The whole point of Santa Claus is bringing magic, hope, and light to the darkest time of year
Did you know that the average American spent $271 per child last year on Christmas gifts alone? This is an average with many families spending much, much more. Now, I’m all for supporting the economy, but I don’t think buying boat-loads of plastic toys from China are really going to help. And a bunch of holiday debt is certainly no way to start the new year with hope and optimism. So…
Here’s my 3 step plan to an minimalist Christmas…
I promise that you won’t turn green and grinchy if you follow along, but you just may find the simple joys of the holiday without all the clutter.
#1 – Give less presents
A new plan for us this year for the kids’ presents, we will be instituting Santa’s new 4-gift plan. Each child will receive:
Something they want
Something they need
Something to wear
Something to read
Though a minimalist at heart, this will be challenging for me since I’ve been particularly attached to the tower of gifts as a Christmas morning staple. I’m hoping this new tradition will begin to cultivate more appreciation for the individual presents (as well as save Santa a few bucks too!)
While we’re on the topic of less presents, I highly suggest initiating a “Pollyanna” gift exchange (a.k.a. Secret Santa) in any group that gifts are typically exchanged – including office and big family get-togethers. If you’re not familiar with this tradition, everyone pulls a name in advance (sometimes with a wish list) and a price range of gifts is set by the group. On the given day, each person receives one gift. Brilliant minimalism.
Finally, just because it’s the season of giving does not mean that you need to give everyone you know a gift. Smiles, hugs, and time spent over a cup of tea are wonderful ways to share in the holiday spirit.
#2 – Don’t go shopping
… Especially to the mall! This is a rule that I’ve followed for years now, and I find that it really takes the anxiety and pressure out of the gift giving experience. Rather than risking road rage in the mall parking lots, my family does most of our shopping online or in small local stores. For unavoidable commercial purchases you can’t beat Amazon.com Prime and their free two day shipping with Amazon Prime.
For more unique gifts, I LOVE Etsy.com – where I have purchased everything from personalized napkin rings, iPad cases, and wall art to vintage table cloths, handmade dolls, and gorgeous Christmas ornaments. Can’t decide?
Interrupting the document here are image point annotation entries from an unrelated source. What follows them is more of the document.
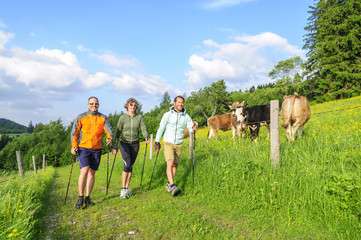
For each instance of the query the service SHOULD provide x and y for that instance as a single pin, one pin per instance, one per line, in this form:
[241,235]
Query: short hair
[130,100]
[179,96]
[93,97]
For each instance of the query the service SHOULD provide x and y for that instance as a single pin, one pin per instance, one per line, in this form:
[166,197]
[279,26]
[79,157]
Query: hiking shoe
[79,203]
[167,187]
[175,191]
[129,193]
[123,193]
[88,202]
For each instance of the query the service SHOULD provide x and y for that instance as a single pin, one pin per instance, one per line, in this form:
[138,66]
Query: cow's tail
[287,121]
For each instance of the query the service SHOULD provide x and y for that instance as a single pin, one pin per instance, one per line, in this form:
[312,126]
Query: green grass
[23,204]
[314,193]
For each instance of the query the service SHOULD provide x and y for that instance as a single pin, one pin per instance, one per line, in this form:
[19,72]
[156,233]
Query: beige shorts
[172,151]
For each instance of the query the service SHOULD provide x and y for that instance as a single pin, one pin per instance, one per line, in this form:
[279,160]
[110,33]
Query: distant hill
[8,126]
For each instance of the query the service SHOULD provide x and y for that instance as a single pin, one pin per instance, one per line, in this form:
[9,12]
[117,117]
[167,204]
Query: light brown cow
[295,113]
[224,122]
[186,132]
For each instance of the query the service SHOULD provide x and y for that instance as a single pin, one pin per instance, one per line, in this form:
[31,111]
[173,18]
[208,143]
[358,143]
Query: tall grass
[315,190]
[22,204]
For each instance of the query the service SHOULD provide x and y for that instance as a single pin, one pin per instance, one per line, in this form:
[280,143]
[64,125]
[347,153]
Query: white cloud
[42,69]
[83,49]
[4,38]
[3,25]
[112,60]
[141,84]
[214,4]
[241,64]
[97,80]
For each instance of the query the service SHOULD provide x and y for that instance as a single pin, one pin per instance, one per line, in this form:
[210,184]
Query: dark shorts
[129,154]
[89,157]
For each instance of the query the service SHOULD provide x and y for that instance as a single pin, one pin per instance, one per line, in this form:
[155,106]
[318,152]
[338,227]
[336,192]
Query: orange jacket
[88,129]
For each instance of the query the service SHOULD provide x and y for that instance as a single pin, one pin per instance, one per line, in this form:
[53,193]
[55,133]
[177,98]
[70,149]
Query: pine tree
[334,43]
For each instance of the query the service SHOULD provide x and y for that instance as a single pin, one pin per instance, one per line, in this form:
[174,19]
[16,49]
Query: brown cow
[295,113]
[224,122]
[186,132]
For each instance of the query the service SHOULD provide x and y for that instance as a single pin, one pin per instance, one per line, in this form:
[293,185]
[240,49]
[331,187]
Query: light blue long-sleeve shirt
[172,125]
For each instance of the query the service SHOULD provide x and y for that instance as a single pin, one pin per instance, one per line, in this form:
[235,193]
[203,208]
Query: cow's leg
[257,131]
[288,132]
[300,131]
[295,128]
[210,133]
[268,129]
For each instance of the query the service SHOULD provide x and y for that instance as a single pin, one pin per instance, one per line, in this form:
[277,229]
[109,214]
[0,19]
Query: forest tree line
[331,71]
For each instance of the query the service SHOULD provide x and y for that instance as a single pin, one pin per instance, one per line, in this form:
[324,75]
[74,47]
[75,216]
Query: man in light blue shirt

Get a a gift card!
If you’ve got the time and interest, you can always make your own presents – here’s a great list of homemade holiday gift ideas to get your started – just make sure you don’t take on more than you can handle, which definitely defeats the point of a minimalist Christmas.
#3 – Just say no
This may sound simple, but it’s really the most challenging and most essential part of practicing a minimalist Christmas.
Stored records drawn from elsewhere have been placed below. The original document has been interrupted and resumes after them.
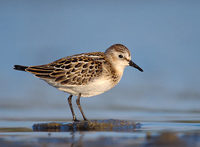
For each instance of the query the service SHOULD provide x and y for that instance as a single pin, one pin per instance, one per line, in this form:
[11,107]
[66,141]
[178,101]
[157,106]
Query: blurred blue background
[163,37]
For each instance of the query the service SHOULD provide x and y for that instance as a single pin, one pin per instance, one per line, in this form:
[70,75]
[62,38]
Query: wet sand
[100,133]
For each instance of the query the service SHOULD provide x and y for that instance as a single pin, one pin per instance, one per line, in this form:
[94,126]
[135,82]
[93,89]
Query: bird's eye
[120,56]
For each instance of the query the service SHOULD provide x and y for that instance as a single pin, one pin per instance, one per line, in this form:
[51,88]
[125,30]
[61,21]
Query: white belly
[94,88]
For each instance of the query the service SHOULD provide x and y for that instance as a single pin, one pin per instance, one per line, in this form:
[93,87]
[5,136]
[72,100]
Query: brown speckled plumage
[73,70]
[85,75]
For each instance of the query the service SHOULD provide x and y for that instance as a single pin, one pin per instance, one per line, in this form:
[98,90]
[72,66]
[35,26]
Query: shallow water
[163,37]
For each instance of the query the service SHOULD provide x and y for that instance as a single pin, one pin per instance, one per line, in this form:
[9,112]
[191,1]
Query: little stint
[86,74]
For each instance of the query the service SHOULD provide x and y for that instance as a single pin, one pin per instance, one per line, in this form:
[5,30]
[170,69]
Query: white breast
[96,87]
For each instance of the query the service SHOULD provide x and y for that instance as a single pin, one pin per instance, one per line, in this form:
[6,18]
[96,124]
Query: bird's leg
[79,106]
[71,108]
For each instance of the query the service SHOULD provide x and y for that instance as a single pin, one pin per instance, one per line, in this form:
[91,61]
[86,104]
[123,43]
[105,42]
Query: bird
[85,74]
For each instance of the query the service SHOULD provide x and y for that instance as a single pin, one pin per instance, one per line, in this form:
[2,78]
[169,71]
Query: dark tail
[20,67]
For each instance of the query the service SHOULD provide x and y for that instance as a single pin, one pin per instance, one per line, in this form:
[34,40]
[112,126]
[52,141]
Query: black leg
[71,108]
[79,106]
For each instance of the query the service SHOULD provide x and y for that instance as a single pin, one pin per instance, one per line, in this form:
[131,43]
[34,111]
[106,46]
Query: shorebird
[86,74]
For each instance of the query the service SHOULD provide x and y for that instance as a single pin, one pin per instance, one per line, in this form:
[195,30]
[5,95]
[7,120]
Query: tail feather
[20,67]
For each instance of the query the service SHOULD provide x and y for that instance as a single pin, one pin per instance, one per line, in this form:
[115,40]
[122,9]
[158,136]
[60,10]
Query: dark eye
[120,56]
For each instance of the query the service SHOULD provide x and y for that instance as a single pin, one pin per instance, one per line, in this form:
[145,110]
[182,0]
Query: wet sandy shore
[101,133]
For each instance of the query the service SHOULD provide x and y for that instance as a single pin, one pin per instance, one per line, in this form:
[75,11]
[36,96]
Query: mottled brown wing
[77,70]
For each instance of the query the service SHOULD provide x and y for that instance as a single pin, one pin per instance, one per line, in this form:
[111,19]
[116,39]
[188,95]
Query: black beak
[131,63]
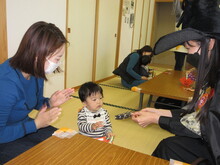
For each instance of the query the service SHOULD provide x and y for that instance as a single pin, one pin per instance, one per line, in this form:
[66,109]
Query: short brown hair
[40,40]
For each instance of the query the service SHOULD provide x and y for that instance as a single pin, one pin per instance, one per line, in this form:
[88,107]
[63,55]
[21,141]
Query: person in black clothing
[132,70]
[197,125]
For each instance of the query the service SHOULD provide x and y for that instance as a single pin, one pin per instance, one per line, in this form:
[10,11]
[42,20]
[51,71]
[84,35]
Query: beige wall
[81,21]
[164,24]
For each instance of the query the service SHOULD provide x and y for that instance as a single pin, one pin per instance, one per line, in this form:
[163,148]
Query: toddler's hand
[97,125]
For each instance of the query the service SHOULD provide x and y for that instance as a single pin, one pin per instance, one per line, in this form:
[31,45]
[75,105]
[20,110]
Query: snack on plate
[135,89]
[64,133]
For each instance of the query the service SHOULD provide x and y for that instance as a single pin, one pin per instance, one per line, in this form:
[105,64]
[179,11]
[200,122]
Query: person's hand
[109,135]
[145,118]
[97,125]
[60,97]
[160,112]
[45,117]
[144,78]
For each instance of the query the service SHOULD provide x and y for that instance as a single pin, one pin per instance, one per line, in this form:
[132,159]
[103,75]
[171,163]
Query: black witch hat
[200,18]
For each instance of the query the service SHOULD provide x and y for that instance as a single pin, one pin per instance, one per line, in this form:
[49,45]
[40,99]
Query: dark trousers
[179,58]
[12,149]
[185,149]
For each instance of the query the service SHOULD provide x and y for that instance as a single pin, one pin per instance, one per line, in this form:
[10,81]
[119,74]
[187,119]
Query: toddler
[93,120]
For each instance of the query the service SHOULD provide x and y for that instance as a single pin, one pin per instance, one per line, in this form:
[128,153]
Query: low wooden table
[82,150]
[166,84]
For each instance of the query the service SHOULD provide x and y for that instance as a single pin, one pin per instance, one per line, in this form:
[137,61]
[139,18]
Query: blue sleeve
[131,64]
[12,128]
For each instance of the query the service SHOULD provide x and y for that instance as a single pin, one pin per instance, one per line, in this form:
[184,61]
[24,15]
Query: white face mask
[51,67]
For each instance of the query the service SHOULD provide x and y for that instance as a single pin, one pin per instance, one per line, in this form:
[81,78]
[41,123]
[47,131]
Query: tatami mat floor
[128,134]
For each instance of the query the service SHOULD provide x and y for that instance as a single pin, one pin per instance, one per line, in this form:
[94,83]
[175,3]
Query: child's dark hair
[87,89]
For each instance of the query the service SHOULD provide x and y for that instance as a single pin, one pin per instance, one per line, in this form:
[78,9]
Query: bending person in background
[132,70]
[21,90]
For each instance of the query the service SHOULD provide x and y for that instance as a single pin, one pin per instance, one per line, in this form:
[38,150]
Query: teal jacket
[17,100]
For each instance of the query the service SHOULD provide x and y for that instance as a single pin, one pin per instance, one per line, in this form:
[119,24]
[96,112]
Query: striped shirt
[86,118]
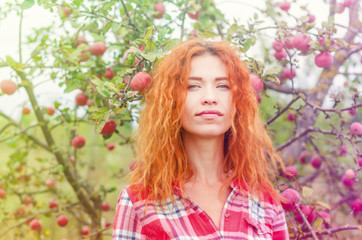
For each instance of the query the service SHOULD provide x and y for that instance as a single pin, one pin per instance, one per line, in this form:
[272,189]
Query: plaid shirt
[242,218]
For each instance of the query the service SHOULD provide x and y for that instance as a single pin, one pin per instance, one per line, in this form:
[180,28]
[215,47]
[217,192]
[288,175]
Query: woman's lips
[209,114]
In order to do this right, first ask yourself – Is this thing/activity/obligation important to ME and my family?
If baking cookies seems like a holiday essential, but you dread the effort and mess… SKIP IT.
If you throw a big Christmas party every year and end up stressed and drained because of it… CANCEL IT THIS YEAR.
Guess what… You don’t have to send Christmas cards. Really, this is true.
Instead, send out one short and sweet email to everyone on your list saying:
This year I’ve decided to dedicate as much time as possible to enjoying the holidays with my family.
So, don’t be sad, but you won’t be receiving my Christmas card this year to adorn your mantle. I still love/like/appreciate you just as much, and I hope your holiday is merry and bright!
Emily [<– your name here]
Whether you don’t really want to trim your entire house in lights or you can’t bear the thought of shlepping it through airports this holiday season, YOU HAVE A CHOICE!
For me, I love to geek-out on decorations, bake some cookies, visit Santa for pictures, and play just a touch of holiday tunes.
Figure out what will make your season warm and bright, and celebrate a minimalist Christmas this year. My guess – there’s going to be a lot more jolly to show for it come Boxing Day.